I always forget about AI because I have disabled it everywhere I can and refuse to use it. I KNOW WHAT I MEAN and I don't need some computer program which has just scraped content from other people to tell me that it knows better than I do what I meant to say!

I most emphatically agree! I write/have written both fiction and academic articles. I'm of an age to have learned SPAG at primary school (and it also happens to be something I'm naturally good at, unlike maths, which I am not good at).

NO AI CAN SAY WHAT I WANT TO SAY BETTER THAN I CAN!

The future of humankind is looking increasingly like it will be a case of perpetually checking "AI".

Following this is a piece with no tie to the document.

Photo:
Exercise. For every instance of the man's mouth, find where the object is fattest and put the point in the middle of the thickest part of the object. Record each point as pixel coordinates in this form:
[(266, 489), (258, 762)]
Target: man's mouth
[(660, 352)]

niadainud · 23/07/2025 15:58

Petitchat · 23/07/2025 14:07

Thanks (I think) 🤔 😁

Sorry! 🤭

Cinaferna · 23/07/2025 16:03

Discreet/discrete drive me mad. But when someone uses either of them correctly I get a little rush or happiness, so it works both ways. Especially 'discrete.'

YouOKHun · 23/07/2025 16:34

Begging the question misused to mean raises the question.
Misuse of the reflexive pronoun, ‘can you give the form to myself’.
disinterested/uninterested
’Do you want coffee at all?’ Yes, but to a limited extent!
affect/effect mix up
brought/bought mix up
’Can you phone John or I later?’

Vroomfondleswaistcoat · 23/07/2025 16:37

Can I give an honourable mention to councillor? The number of posts I see on here where people are in relationship difficulties and they appear to be seeking help from their local council rather than, as would be more sensible, a counsellor.

JohnTheRevelator · 23/07/2025 16:38

Using 'your' instead of 'you're' irritates me,as does not knowing the difference between 'affect' and 'effect'. And as for Americanisms,don't get me started,such as 'closet' instead of wardrobe,'candy' instead of sweets. And apostrophes. The rules of apostrophes aren't that difficult. Apostrophe before the 's' if it's singular, and after the 's' if it's plural.

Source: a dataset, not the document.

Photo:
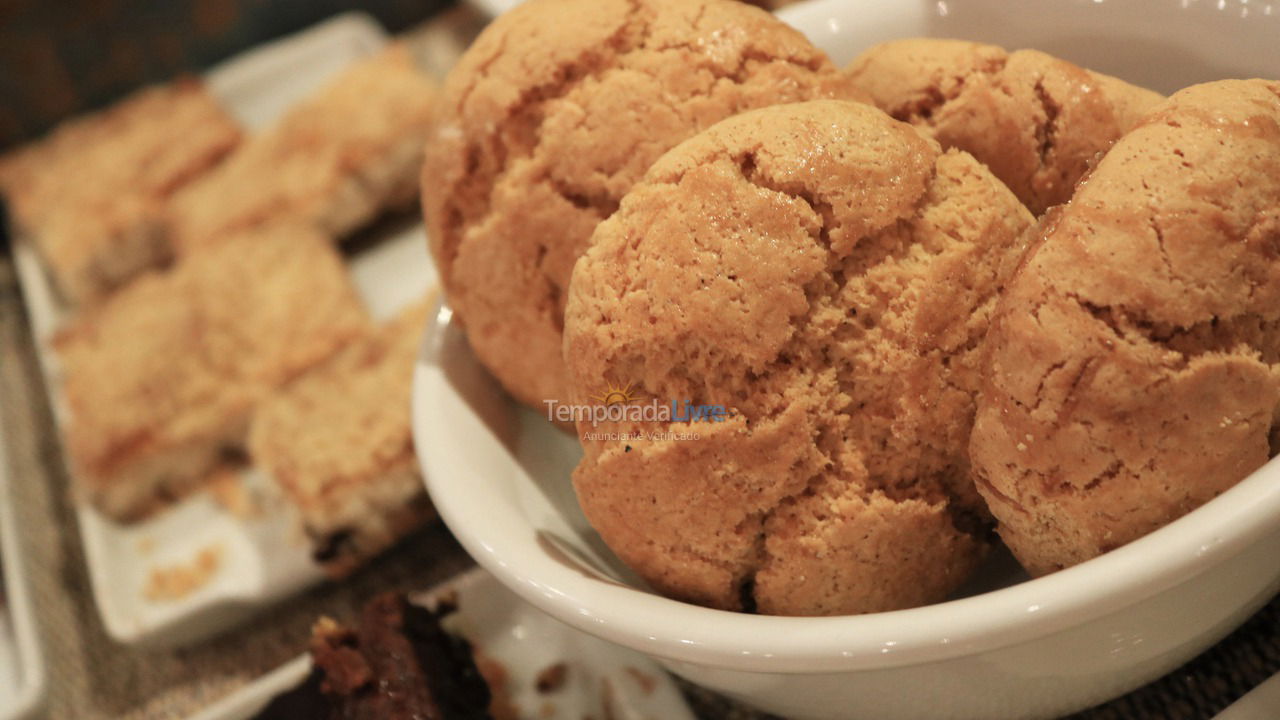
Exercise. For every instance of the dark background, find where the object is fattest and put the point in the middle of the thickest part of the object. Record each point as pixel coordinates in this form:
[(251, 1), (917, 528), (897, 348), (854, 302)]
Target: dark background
[(59, 58)]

Petitchat · 23/07/2025 17:22

Vroomfondleswaistcoat · 23/07/2025 16:37

Can I give an honourable mention to councillor? The number of posts I see on here where people are in relationship difficulties and they appear to be seeking help from their local council rather than, as would be more sensible, a counsellor.

😁 😁 😁

PeriJane · 23/07/2025 18:05

‘I’ve got an itch’
’Well itch it then’

NO!

You do not itch an itch. You scratch an itch.

FreshAirForwards · 23/07/2025 18:09

It may well be regional, but “…going town…” really jars with me. Surely it should be going to town or going into town?

Also less/fewer, grrr.

BlueGantry · 23/07/2025 18:20

Overcorrecting for the indiscriminate use of “and I” even where the sentence construction demands otherwise. I imagine this is from being corrected from early childhood (as I certainly was).

so:

”Me and Jessica went” - nearest adult immediately booms “JESSICA AND I” (which is a correct correction because you don’t say “me went” - not because it is never ok to say “me”)

but then overcorrecting:

”please submit your forms to Jessica and I” (incorrect because you don’t say “submit your forms to I”)

and even:

“This relates to Jessica and I’s project”

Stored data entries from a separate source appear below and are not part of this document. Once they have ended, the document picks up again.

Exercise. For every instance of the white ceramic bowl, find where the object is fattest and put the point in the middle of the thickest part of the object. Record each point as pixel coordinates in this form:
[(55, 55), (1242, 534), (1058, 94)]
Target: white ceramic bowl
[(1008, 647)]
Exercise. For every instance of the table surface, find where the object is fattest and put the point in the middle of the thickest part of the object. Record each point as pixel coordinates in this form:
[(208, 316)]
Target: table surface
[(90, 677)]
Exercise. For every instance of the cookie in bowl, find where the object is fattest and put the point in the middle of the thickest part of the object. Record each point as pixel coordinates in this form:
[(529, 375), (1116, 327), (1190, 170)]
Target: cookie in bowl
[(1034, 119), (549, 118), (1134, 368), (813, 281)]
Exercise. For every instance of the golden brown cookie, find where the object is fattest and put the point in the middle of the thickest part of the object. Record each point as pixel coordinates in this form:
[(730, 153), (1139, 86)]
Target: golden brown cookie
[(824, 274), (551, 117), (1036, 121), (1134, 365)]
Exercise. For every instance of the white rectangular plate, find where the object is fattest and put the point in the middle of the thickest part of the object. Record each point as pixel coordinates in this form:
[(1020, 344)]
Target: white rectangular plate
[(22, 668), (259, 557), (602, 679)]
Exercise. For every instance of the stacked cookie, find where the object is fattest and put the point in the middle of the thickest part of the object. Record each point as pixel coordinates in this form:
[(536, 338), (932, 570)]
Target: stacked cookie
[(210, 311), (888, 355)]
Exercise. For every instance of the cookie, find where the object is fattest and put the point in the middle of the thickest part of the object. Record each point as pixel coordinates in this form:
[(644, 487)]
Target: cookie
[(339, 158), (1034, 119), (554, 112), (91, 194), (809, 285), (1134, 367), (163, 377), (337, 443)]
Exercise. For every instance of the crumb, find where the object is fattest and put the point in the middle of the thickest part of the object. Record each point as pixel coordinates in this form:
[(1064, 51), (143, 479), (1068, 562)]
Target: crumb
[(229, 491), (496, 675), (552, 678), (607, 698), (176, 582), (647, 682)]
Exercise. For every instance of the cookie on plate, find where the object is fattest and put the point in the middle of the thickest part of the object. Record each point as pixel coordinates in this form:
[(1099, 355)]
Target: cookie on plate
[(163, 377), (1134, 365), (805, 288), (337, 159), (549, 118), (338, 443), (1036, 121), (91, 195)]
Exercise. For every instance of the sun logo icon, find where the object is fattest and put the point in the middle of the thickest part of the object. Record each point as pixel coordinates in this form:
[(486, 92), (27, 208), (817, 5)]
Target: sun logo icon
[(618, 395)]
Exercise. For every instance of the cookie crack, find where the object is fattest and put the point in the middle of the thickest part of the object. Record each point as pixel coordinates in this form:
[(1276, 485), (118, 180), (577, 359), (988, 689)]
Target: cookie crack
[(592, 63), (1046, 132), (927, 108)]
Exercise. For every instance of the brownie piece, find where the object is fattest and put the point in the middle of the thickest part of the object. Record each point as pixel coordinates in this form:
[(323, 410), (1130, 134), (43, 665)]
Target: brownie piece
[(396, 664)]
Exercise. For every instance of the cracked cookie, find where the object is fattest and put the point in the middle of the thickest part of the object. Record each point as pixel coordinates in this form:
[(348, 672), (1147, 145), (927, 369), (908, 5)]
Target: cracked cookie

This is a dearly cherished pet grammar peeve.

Also: none are - incorrect because none is a contraction of not one.

Starchipenterprise · 23/07/2025 18:58

Yes that university’s one the other day really got to me. Then someone said it was correct. However I could not telll if it was correct or not. OP had not put sufficient context in the title to clarify that.

CremeEggsForBreakfast · 23/07/2025 21:02

Another thing I find really jarring is when people put "needs" with a past tense verb. Usually it's on FB Marketplace and the post says "needs gone" or "needs cleaned" but I saw someone saying something "needs ironed" earlier. I detest it - partly because it's wrong and partly because I want to seller to clean the muck of the their highchair before I buy it, thank you very much!

I also dislike the current trend to use the word "prior" instead of "before". I don't think it's technically wrong but I think people believe it makes them sound cleverer. E.g "I had spoken to him six days prior" instead of "I had spoken to him six days before". I don't slhear people use it in conversation - only ever online.